Commanders and leaders
- Sigismund János Garay Nikola IV Frankopan Sandalj Hranić: Mehmed I Ishak Bey Hrvoje Vukčić Hrvatinić

Strength
- Unknown: Unknown

= Hungarian–Ottoman War (1415–1419) =

Fifth confrontation between the Kingdom of Hungary and the Ottoman Empire in the Balkans

The Hungarian–Ottoman War (1415–1419) was the fifth confrontation between the Kingdom of Hungary and the Ottoman Empire in the Balkans. The war ended indecisively. Despite initial defeat at Doboj, the Hungarian forces managed to defeat the Ottomans and repel their forces and the Turks strategically captured part of Bosnia where they organized a sanjak.

== Background ==
Sigismund of Luxembourg, after his narrow escape to his homeland, found himself confronted by fierce opposition from supporters of Ladislaus of Naples, notably led by Stephen II Lackfi and István Simontornyai. In Bosnia, Tvrtko II of Bosnia, emerged as a key figure, being the illegitimate son of Tvrtko I of Bosnia. Alongside him was Ostoja of Bosnia, a prominent noble in the southern region, who rallied the Bosnian nobility against Sigismund's authority. Amidst this turmoil, the Lackfi family hatched a complex plan, envisioning a marriage alliance between one of Bayezid's daughters and Ladislaus of Naples to counter Sigismund's influence. However, fate dealt both Bayezid and Sigismund separate blows. Bayezid suffered a devastating defeat and was captured in the pivotal Battle of Ankara in 1402, while Sigismund faced betrayal from his own nobles, leading to his imprisonment. Sigismund's eventual release in Bosnia was strategically aimed at consolidating his position against the encroaching Turkish threat. By the spring of 1408, Sigismund led a formidable army into Bosnia, a portion of which he dispatched to aid Serbian prince Stefan Lazarević in repelling the advances of the Rumelian emir Süleyman Çelebi. This intervention culminated in Süleyman Çelebi's defeat and demise at the hands of his own brother.

== War ==
The complicated dynamics of the Bayezid I dynasty provided a brief respite for Hungarians. With Bayezid's eldest son, Musa Çelebi, governing the European territories, and Mehmed I ruling the Asian domains, the Ottoman realm faced internal strife.
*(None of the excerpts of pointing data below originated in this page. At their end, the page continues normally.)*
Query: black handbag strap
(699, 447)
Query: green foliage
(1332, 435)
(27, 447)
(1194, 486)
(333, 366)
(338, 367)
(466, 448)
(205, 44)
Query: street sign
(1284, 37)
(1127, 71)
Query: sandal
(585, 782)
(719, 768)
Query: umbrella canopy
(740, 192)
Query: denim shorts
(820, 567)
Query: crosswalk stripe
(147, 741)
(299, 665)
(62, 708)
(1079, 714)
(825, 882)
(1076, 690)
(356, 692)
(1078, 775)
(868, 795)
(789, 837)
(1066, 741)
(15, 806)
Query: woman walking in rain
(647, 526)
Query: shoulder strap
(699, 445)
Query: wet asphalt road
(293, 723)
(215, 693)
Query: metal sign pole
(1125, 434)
Exploiting this instability, Queen Barbara of Cilli dispatched János Garay, János Maróthi, and Pált Csupor to bolster the Serbian despot. Simultaneously, Sigismund sought to reinforce Serbia's position by sending Sandalj Hranić. However, the situation escalated when Hrvoje Vukčić Hrvatinić, a Bosnian lord, backed by Musa's support, seized vulnerable territories belonging to Hranić. Mehmed's decisive incursion into Europe in 1413, buoyed by the defection of Serbian voivode Stefan, resulted in the unification of the Ottoman Empire under his rule after the victory at the Battle of Çamurlu over Musa.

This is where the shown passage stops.